Keefe said he also called the Krumwiedes as a "courtesy." Additional heated phone calls have occurred, during which Keefe said the Krumwiedes have threatened to take him to court to get the head back.

"I believe I've been civil, but I don't like being threatened with an attorney,'' Keefe said.

Kerry Krumwiede refused to comment about any possible legal action.

PUBLIC OR PRIVATE

The crux of the legal argument appears to be this: Is the head of deer No. 27 considered a body part of legal livestock and is thus private property of the Krumwiedes? Or did deer No. 27 become fair legal game when it wandered onto public land?

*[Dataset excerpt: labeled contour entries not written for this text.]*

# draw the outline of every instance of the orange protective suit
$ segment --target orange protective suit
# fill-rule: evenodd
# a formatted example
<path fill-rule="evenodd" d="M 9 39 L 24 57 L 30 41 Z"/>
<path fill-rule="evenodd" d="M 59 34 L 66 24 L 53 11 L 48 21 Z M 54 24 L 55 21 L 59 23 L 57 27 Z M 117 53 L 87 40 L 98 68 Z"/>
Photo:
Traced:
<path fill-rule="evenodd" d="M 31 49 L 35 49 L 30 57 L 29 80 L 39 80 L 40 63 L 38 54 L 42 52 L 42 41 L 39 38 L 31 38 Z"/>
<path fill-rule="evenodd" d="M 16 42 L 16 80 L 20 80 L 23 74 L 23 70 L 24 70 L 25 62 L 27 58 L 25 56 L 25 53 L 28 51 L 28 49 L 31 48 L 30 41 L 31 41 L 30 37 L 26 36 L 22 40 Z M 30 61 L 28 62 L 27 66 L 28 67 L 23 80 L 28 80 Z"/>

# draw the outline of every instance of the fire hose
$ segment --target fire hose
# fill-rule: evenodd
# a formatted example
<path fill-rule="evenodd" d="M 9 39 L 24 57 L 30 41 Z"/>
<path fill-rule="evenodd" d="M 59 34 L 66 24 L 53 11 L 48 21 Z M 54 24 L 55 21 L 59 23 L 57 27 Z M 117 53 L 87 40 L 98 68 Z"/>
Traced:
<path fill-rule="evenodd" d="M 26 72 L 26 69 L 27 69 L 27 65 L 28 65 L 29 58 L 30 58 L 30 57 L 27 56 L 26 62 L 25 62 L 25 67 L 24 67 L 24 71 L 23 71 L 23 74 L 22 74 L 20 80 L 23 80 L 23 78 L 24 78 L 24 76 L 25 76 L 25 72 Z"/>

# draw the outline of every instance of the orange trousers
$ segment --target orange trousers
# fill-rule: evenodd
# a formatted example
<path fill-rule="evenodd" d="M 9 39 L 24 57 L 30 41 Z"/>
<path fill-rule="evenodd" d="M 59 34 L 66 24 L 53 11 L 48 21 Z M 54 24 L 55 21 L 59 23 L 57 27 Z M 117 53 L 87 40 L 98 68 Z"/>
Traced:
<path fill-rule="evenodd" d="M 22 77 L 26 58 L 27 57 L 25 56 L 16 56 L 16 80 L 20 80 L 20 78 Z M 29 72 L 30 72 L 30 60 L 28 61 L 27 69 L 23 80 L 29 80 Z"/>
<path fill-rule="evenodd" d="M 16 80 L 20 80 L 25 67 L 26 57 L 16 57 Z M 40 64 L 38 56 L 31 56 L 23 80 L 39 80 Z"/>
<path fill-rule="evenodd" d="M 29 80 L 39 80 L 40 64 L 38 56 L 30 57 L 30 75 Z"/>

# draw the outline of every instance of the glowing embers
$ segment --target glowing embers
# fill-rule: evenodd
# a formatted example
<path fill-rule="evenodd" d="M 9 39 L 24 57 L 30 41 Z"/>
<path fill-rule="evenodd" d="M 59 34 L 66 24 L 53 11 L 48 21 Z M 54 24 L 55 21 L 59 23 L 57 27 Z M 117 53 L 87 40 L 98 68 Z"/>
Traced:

"The question of the tag will be fascinating,'' said Ted Lundrigan, an attorney in private practice in Pine River. "And once it's dead, what's the value of the head?"

He said a civil court judge would have to weigh other issues, such as whether the deer had become feral after it escaped and whether Keefe could have known the deer was tame.

Given that the deer had only a small yellow ear tag and had wandered far from the Krumwiede farm, Lundrigan said the case favors the hunter.

"If there's a cow on county land, I can't shoot it because there is no cow season. But with a deer, that's different - there is a deer season,'' he said. "If I raise deer in country where there is a deer season, (escapes) are a risk that I would have to take.''

Keefe said he speaks for all deer hunters when he says, "When you see a rack like that, the last thing you're going to do is try to identify its livestock number. What are we suppose to do? Look for ID tags on every deer before we shoot?"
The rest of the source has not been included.